Die Preiswahrnehmung der Konsumenten spielt eine zentrale Rolle bei der Gestaltung von Preisstrategien im Handel. Insbesondere in gesättigten Märkten wie Deutschland, wo die Verbraucher zunehmend preisbewusst agieren, gewinnt dieses Thema an Bedeutung. Der anhaltende Wandel in den Einkaufsgewohnheiten, getrieben durch die Digitalisierung und die Globalisierung des Handels, hat die Dynamik des Preisbewusstseins erheblich beeinflusst.

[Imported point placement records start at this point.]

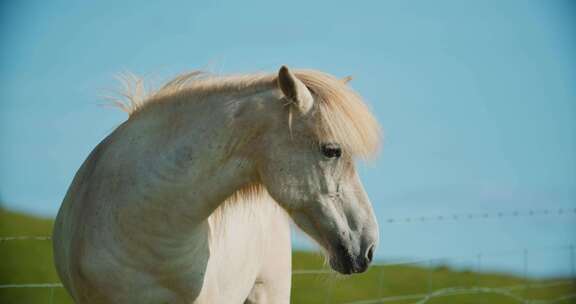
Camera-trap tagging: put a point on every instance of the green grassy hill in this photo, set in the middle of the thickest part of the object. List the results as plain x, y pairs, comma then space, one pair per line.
30, 261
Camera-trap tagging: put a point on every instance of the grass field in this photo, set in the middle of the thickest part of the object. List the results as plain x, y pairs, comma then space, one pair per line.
30, 261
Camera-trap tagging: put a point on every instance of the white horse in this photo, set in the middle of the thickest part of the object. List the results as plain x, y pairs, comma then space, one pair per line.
188, 200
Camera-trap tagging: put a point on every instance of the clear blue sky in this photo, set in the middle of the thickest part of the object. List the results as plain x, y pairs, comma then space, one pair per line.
477, 99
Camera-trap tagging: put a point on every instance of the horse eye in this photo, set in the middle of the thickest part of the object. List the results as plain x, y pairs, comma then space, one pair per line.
331, 150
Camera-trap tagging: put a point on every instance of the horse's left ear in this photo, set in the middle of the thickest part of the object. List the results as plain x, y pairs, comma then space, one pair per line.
295, 90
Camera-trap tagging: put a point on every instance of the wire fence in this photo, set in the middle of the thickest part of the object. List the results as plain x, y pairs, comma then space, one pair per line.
515, 293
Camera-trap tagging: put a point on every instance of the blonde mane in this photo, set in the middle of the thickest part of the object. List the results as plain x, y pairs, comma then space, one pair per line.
343, 117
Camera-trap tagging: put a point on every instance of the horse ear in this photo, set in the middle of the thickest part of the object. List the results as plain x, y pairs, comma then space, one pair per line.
295, 90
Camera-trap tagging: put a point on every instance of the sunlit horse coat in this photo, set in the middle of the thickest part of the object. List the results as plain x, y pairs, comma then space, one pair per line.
188, 200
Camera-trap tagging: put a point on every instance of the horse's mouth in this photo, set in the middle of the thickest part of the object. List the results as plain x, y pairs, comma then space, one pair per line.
345, 263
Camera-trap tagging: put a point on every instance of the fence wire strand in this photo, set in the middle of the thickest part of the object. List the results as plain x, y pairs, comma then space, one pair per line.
421, 298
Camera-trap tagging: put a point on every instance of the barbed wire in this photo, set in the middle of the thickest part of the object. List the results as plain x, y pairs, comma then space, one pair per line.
452, 291
25, 238
482, 215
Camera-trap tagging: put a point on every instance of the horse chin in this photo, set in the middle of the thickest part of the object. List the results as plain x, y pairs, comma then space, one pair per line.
344, 263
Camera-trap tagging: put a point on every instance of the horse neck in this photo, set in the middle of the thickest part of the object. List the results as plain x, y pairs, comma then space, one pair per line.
200, 153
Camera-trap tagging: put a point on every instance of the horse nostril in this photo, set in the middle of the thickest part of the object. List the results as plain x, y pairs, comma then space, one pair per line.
370, 253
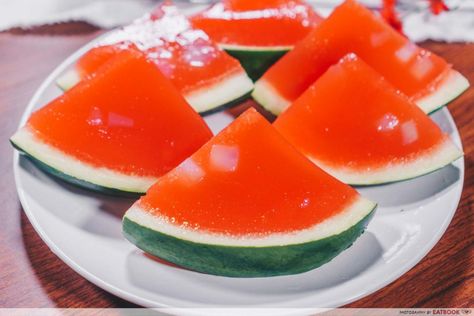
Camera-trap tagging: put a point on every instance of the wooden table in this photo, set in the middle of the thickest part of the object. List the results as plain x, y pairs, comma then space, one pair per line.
32, 276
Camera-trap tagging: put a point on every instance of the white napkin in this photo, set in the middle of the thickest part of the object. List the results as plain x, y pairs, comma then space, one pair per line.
419, 23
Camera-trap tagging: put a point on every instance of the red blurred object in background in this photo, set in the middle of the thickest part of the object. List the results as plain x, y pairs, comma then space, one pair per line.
390, 14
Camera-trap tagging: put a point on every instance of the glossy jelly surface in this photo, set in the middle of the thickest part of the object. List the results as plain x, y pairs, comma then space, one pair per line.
352, 28
353, 118
247, 180
257, 23
126, 117
184, 55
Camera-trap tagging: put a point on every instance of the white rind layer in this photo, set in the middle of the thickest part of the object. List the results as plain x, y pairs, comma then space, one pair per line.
269, 98
248, 48
224, 91
228, 89
451, 87
29, 143
329, 227
68, 80
441, 156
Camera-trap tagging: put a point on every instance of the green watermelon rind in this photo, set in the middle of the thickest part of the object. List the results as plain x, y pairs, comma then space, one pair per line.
244, 261
447, 91
76, 180
256, 61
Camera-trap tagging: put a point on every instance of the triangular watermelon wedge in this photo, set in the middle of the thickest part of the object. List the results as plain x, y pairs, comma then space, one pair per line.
247, 204
207, 76
116, 131
257, 32
351, 28
352, 123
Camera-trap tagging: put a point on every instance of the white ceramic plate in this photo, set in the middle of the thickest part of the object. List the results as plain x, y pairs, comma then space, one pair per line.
84, 230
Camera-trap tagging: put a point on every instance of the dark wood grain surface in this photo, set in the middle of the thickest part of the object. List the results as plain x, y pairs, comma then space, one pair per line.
32, 276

Ein markantes Beispiel hierfür ist das Aufkommen internationaler E-Commerce-Giganten wie Temu und Shein, deren Geschäftsmodelle auf extrem wettbewerbsfähigen Preisen und einer breiten Produktpalette beruhen. Beide Marken sind bekannt für ihre aggressiven Preisstrategien, die nicht nur auf günstigere Produktion und Logistik abzielen, sondern auch auf die Optimierung des digitalen Kundenerlebnisses, etwa durch personalisierte Angebote und Rabattsysteme. Ihre wachsende Präsenz im deutschen Markt stellt traditionelle Anbieter vor neue Herausforderungen und verändert gleichzeitig die Erwartungen der Konsumenten an Preise und Preis-Leistungs-Verhältnisse.
Die vorliegende Untersuchung zielt darauf ab, die Auswirkungen dieser Marken auf das Preisbewusstsein deutscher Verbraucher zu analysieren. Dabei wird untersucht, wie Konsumenten diese Anbieter wahrnehmen und inwieweit deren Preisstrategien das Verhalten und die Entscheidungsfindung der Verbraucher beeinflussen. Die Studie beleuchtet zudem, ob und wie Temu und Shein die Referenzpreise und Qualitätsansprüche der Kunden verschieben und welche langfristigen Effekte dies auf den deutschen Markt haben könnte.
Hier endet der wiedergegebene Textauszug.